La consommation d'électricité a été dramatiquement sous-estimée ces dernières décennies. Nous faisons face à une pénurie d'électricité, dont les conséquences économiques sont sans commune mesure avec un dimensionnement suffisant des moyens de production pilotables. Avec l'ensemble des représentants du personnel, nous avons conduit des travaux concernant les scénarios prospectifs. Nous estimons que les besoins pour assurer une électricité décarbonée en 2050 sont de l'ordre de 850 térawattheures – soit 200 térawattheures de plus que le scénario N3 du RTE. Ce calcul est corroboré par plusieurs études européennes.

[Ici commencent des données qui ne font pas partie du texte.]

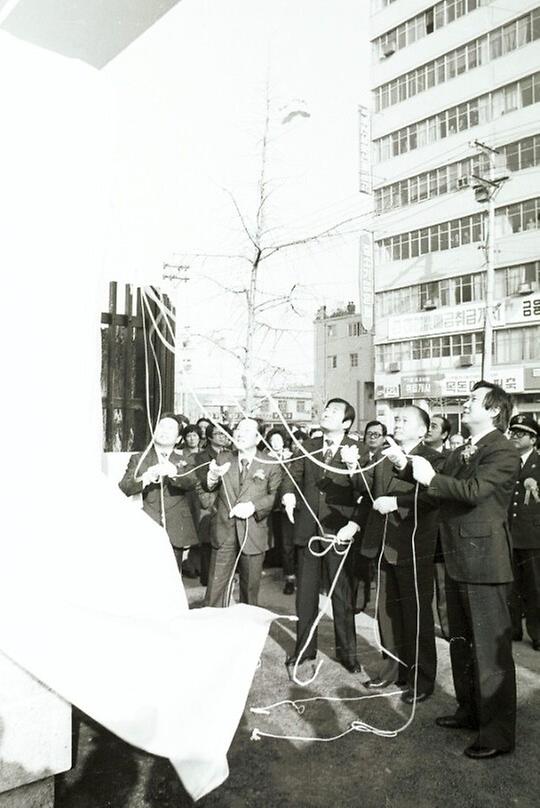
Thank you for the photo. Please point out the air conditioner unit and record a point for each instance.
(430, 304)
(481, 193)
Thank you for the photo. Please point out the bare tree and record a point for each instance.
(256, 301)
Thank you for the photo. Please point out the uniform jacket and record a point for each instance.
(260, 487)
(178, 513)
(524, 519)
(474, 498)
(330, 496)
(400, 524)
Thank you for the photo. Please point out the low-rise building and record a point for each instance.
(344, 362)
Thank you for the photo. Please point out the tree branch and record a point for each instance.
(240, 216)
(269, 251)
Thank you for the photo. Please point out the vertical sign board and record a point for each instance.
(364, 133)
(366, 280)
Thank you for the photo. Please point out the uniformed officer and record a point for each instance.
(524, 520)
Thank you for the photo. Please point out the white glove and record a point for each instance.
(216, 472)
(151, 475)
(423, 471)
(385, 505)
(395, 455)
(167, 469)
(289, 503)
(347, 533)
(350, 455)
(243, 510)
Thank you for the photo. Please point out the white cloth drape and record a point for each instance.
(91, 602)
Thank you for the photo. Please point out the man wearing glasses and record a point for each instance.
(374, 435)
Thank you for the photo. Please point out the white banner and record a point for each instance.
(366, 280)
(469, 317)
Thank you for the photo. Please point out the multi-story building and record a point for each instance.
(343, 362)
(224, 404)
(446, 75)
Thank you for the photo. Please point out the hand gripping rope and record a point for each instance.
(299, 704)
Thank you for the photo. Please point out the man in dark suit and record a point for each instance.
(524, 519)
(374, 435)
(198, 560)
(405, 568)
(160, 475)
(474, 491)
(439, 432)
(246, 491)
(332, 500)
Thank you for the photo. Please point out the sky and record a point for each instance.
(190, 99)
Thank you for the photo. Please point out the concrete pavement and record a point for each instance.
(423, 767)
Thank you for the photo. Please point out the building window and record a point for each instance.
(427, 348)
(459, 232)
(517, 156)
(512, 280)
(355, 329)
(423, 24)
(486, 108)
(517, 344)
(498, 42)
(517, 218)
(436, 294)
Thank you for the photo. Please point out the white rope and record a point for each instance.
(356, 725)
(331, 544)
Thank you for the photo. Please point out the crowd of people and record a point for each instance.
(420, 516)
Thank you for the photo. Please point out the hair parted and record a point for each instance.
(496, 398)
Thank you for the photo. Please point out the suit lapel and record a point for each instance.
(234, 475)
(249, 474)
(530, 464)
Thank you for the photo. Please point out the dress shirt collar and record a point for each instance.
(525, 457)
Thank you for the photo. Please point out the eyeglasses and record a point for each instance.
(521, 433)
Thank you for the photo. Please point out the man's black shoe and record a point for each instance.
(377, 684)
(409, 698)
(352, 667)
(292, 660)
(477, 752)
(453, 722)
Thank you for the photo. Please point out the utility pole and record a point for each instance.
(485, 191)
(176, 274)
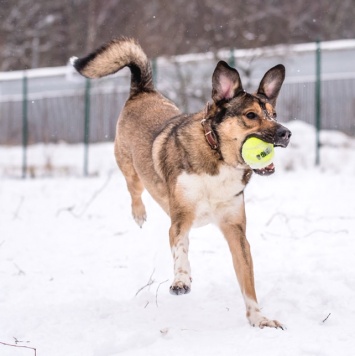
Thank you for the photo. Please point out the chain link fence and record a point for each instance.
(56, 105)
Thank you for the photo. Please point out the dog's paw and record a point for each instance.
(139, 216)
(262, 322)
(178, 290)
(181, 287)
(140, 219)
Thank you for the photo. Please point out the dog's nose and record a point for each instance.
(282, 136)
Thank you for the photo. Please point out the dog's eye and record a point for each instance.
(251, 115)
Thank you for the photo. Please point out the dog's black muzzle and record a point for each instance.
(282, 136)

La transformation du système électrique s'opérera sur une trentaine d'années et concernera aussi les réseaux de distribution et de transport. Les investissements sont estimés à 20 milliards par an. Elle s'effectuera certainement dans un univers économique et technique incertain, en proie, notamment, aux guerres pour l'accès aux matières premières. Nous pensons que faire des choix responsables, c'est d'abord proposer une évaluation réaliste du moment à partir duquel ces technologies pourraient intervenir à grande échelle. Ainsi, les scénarios « 100 % renouvelable » nécessiteraient une stabilisation du réseau électrique particulièrement décentralisée et sans machine tournante. Or, ces technologies ne sont pas encore matures à l'échelle industrielle.
D'autres éléments interrogent sur la résilience du tissu industriel face au développement de travaux de grande ampleur. Au vu du désengagement des gouvernements successifs en matière de politique industrielle, les outils industriels pour l'essentiel construits sous monopole public, qui ont permis à la France d'émettre beaucoup moins de CO2 que la majorité des pays européens, sont aujourd'hui vus comme des rentes et des avantages concurrentiels indus, comme si leur pérennité et leur efficacité allaient de soi. Or, un certain nombre de ces atouts ont été liquidés. Je pense notamment à Alstom, dont la branche énergie a été saccagée. Sa réintégration – sous la forme de Steam – au sein de la filière française ou européenne était nécessaire pour préserver les savoir-faire et les propriétés industrielles autour du groupe turboalternateur, composé de la turbine Arabelle et de l'alternateur Gigatop. Pour autant, le rachat de la partie Steam ne règle pas toutes les difficultés, loin de là : je pense notamment aux brevets et aux savoir-faire en matière d'éolien offshore, à la rénovation hydraulique, alors que nombre d'outils et usines souffrent d'usure de matériel prématurée, ou encore aux grids concernant les centrales et les transformateurs pour les centrales et les réseaux.
La chaîne de valeur est externalisée aux quatre coins du monde. Il nous a même été indiqué que dans le cadre du rachat de Steam, les turbines utiles pour se doter de SMR à l'avenir pourraient être produites en Inde. Nous devons donc nous demander comment nous doter d'outils industriels robustes.